Coincidentally, about a month later, one of those makeshift landlord-tenant meetings was being held in the lobby, near the building's entrance. The landlord, a tall, gray-haired, perfectly coiffed Jewish fellow in his early sixties (wearing a hearing aid and wire-framed reading glasses) listened to the neighbors' beefs - and there were plenty of them.
The organizer, Mrs. Steinman, a kindly well-spoken woman of about middle age, talked politely and softly for the tenants. She was part of a tenants' committee (Sonny had no idea that one even existed) that had come together recently for the sole purpose of raising awareness and resolving troublesome issues that needed to be addressed. So far, things were going well. Everyone was nice and polite.

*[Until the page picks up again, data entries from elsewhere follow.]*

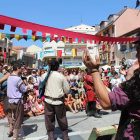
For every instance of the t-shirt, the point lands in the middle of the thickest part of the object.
(122, 78)
(109, 74)
(113, 81)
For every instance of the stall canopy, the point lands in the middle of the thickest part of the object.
(61, 34)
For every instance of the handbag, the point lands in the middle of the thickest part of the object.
(6, 104)
(42, 84)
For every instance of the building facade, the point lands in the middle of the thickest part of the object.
(116, 25)
(50, 48)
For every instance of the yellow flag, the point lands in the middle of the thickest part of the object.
(17, 37)
(33, 38)
(73, 52)
(64, 40)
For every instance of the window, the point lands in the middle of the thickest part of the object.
(113, 56)
(113, 30)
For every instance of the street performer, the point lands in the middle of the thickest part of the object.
(55, 88)
(15, 92)
(125, 99)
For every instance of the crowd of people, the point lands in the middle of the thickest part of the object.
(75, 100)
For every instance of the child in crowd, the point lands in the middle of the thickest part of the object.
(116, 81)
(36, 90)
(2, 115)
(78, 102)
(31, 82)
(70, 103)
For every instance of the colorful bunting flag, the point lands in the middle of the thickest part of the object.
(82, 40)
(0, 36)
(13, 29)
(8, 36)
(33, 38)
(43, 34)
(103, 47)
(2, 26)
(34, 33)
(48, 38)
(17, 37)
(24, 31)
(12, 36)
(59, 53)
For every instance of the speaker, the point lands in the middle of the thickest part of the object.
(106, 133)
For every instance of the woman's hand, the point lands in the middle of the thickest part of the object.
(89, 62)
(132, 70)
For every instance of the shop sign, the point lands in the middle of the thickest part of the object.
(72, 63)
(130, 50)
(48, 52)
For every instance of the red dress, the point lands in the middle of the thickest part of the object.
(89, 87)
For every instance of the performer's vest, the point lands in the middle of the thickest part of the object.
(126, 120)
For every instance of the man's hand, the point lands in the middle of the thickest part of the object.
(132, 70)
(89, 62)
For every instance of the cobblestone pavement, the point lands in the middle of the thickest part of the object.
(80, 126)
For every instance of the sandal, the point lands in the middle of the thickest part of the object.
(10, 134)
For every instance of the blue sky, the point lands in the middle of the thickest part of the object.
(59, 13)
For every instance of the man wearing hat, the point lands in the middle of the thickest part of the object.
(126, 98)
(34, 75)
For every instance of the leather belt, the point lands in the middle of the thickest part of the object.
(55, 99)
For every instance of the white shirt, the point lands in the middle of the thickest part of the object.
(55, 87)
(113, 81)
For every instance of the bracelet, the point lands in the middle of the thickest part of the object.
(94, 71)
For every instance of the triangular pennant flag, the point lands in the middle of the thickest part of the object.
(20, 37)
(76, 52)
(34, 33)
(8, 36)
(2, 26)
(76, 39)
(12, 36)
(73, 52)
(13, 29)
(103, 47)
(43, 34)
(44, 38)
(17, 37)
(36, 38)
(48, 38)
(55, 39)
(137, 4)
(33, 38)
(29, 37)
(41, 38)
(64, 40)
(25, 37)
(24, 31)
(82, 40)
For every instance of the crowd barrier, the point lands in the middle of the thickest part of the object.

But then, it was Papi's turn. His presence gave Sonny butterflies in the pit of his stomach. Sonny was intimately aware of Papi's hair-trigger temper, especially in these types of neighborhood surroundings. All Sonny could think of was a tired old phrase Mami was fond of repeating: "Hope for the best, prepare for the worst." Oh, well, what the hell!
"Dang, what's Papi got up his sleeve now?" Sonny wailed to himself. Nothing good, that's what.
Papi finally spoke up.
"My son," Papi said, clearing his throat. "He got somethin' to say." " Vamanos, Santiago." A chill went down Sonny's back. Papi did it again: he had pulled the old "switcheroo," a move that blindsided his son before the entire assemblage. Papi told Sonny beforehand he needed his presence for "moral support," that he was going to air his grievances along with giving them "a piece of my mind." Whatever.
That was typical of the old man: say one thing, do another.